Summary 1
King et al. conducted a large-scale experimental study of censorship in China by creating their own social media websites, submitting different posts, and observing how these were reviewed and/or censored. They obtained technical know-how in the use of automatic censorship software from the support services of the hosting company. Based on user guides, documentation, and personal interviews, the authors deduced that most social media websites in China conduct an automatic review through keyword matching. The keywords are generally hand-curated. They reverse-engineer the keyword list by posting their own content and observing which posts get through. Finally, the authors find that posts that invoke collective action are censored as compared to criticisms of the government or its leaders.
Reflection 1
King et al. conduct fascinating research in the censorship domain. (The paper felt as much a covert spy operation as research work). The most interesting observation from the paper is that posts about collective action are censored, but not those that criticise the government. This is labeled the collection action hypothesis vs. state critique hypothesis. This means two things – negative posts about the government are not filtered, and positive posts about the government can get filtered. The paper also finds that automated reviews are not very useful. The authors observe a few edge cases too – posts about corruption, wrongdoing, senior leaders in the government (however innocuous their actions might be), and sensitive topics such as Tibet are automatically censored. These may not bring about any collective action, either online or offline, but are still deemed censor-worthy. The paper makes the claim that certain topics are censored irrespective of whether they are for or against the topic.
I came across another paper by the same set of authors from 2017 – King, Gary, Jennifer Pan, and Margaret E. Roberts. “How the Chinese government fabricates social media posts for strategic distraction, not engaged argument.” American Political Science Review 111.3 (2017): 484-501. If censorship is one side of the coin, then bots and sockpuppets constitute the other. It would not be too difficult to imagine “official” posts by the Chinese government that favor their point of view and distract the community from more relevant issues.
The paper threw open several interesting questions. Firstly, is there punishment for writing posts that go against the country policy? Secondly, the Internet infrastructure in China must be enormous. From a systems scale, do they ensure each and every post goes through their censorship system?
Summary 2
The second paper by Hiruncharoenvate et al. carries the idea of keyword-based censoring forward. They base their paper on the observation that activists have employed homophones of censored words to get past automated reviews. The authors develop a non-deterministic algorithm that generates homophones for the censored keywords. They suggest that homophone transformations would cost Sina Weibo an additional 15 hours per keyword per day. They also find that posts with homophones tend to stay 3 times longer on the site on average. The authors also tie up the paper by demonstrating that native Chinese readers did not face any confusion while reading the homophones – i.e. they were able to decipher their true meaning.
Reflection 2
Of all the papers we have read for the Computational Social Science, I found this paper to be the most engaging, and I liked the treatment of their motivations, design of experiments, results, and discussions. However, I also felt disconnected because of the language barrier. I feel natural language processing tasks in Mandarin can be very different from that in English. Therefore, I was intrigued by the choice of algorithms (tf-idf) that the authors use to obtain censored keywords, and then further downstream processing. I am curious to hear how the structure of Mandarin influences NLP tasks from a native Chinese speaker!
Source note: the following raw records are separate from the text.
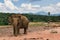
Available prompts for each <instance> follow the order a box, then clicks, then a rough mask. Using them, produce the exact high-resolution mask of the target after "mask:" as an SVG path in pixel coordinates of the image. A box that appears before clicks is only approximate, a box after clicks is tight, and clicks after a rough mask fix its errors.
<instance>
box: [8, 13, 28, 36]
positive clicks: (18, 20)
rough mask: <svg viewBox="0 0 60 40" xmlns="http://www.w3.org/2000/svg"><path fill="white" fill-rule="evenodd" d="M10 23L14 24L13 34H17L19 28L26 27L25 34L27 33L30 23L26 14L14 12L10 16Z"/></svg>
mask: <svg viewBox="0 0 60 40" xmlns="http://www.w3.org/2000/svg"><path fill="white" fill-rule="evenodd" d="M8 20H9V24H11V25H13V34H14V36H17V35H18V34H19V29H22V28H24V34H27V29H28V25H29V20H28V18H27V17H26V16H23V15H21V14H13V15H11V16H10V17H9V19H8Z"/></svg>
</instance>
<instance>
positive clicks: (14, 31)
mask: <svg viewBox="0 0 60 40" xmlns="http://www.w3.org/2000/svg"><path fill="white" fill-rule="evenodd" d="M13 34H14V36H17V35H18V28H17V27H16V26H14V27H13Z"/></svg>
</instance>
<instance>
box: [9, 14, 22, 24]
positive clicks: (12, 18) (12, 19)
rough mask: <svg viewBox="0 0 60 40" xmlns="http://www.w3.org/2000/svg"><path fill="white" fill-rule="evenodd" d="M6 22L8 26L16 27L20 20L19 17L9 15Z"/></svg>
mask: <svg viewBox="0 0 60 40" xmlns="http://www.w3.org/2000/svg"><path fill="white" fill-rule="evenodd" d="M8 20H9V23H10V24H12V25H17V24H18V22H19V21H20V20H21V16H16V15H11V16H10V17H9V19H8Z"/></svg>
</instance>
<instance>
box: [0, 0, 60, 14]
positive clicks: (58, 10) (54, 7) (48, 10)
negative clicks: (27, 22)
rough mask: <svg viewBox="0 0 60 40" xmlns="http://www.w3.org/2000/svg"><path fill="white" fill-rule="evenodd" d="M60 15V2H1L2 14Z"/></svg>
mask: <svg viewBox="0 0 60 40" xmlns="http://www.w3.org/2000/svg"><path fill="white" fill-rule="evenodd" d="M40 11H43V12H51V14H57V13H60V0H0V12H10V13H11V12H13V13H29V12H32V13H37V12H40Z"/></svg>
I liked Experiment 2 and the questions in the AMT task. The questions were unbiased and actually evaluate if the person understood which words were mutated.
However, the paper also raised other research questions. Given the publication of this algorithm, how easy is it to reverse engineer the homophone generation and block posts that contain the homophones as well? They keyword-matching algorithm could be tweaked just a little to add homophones to the list, and checking if several of these homophones occurred together or with other banned keywords.
Finally, I am also interested in the definitions of free speech and how they are implemented across different countries. I am unable to draw the line between promoting free speech and respecting the sovereignty of a nation and I am open to hearing perspectives from the class about these issues.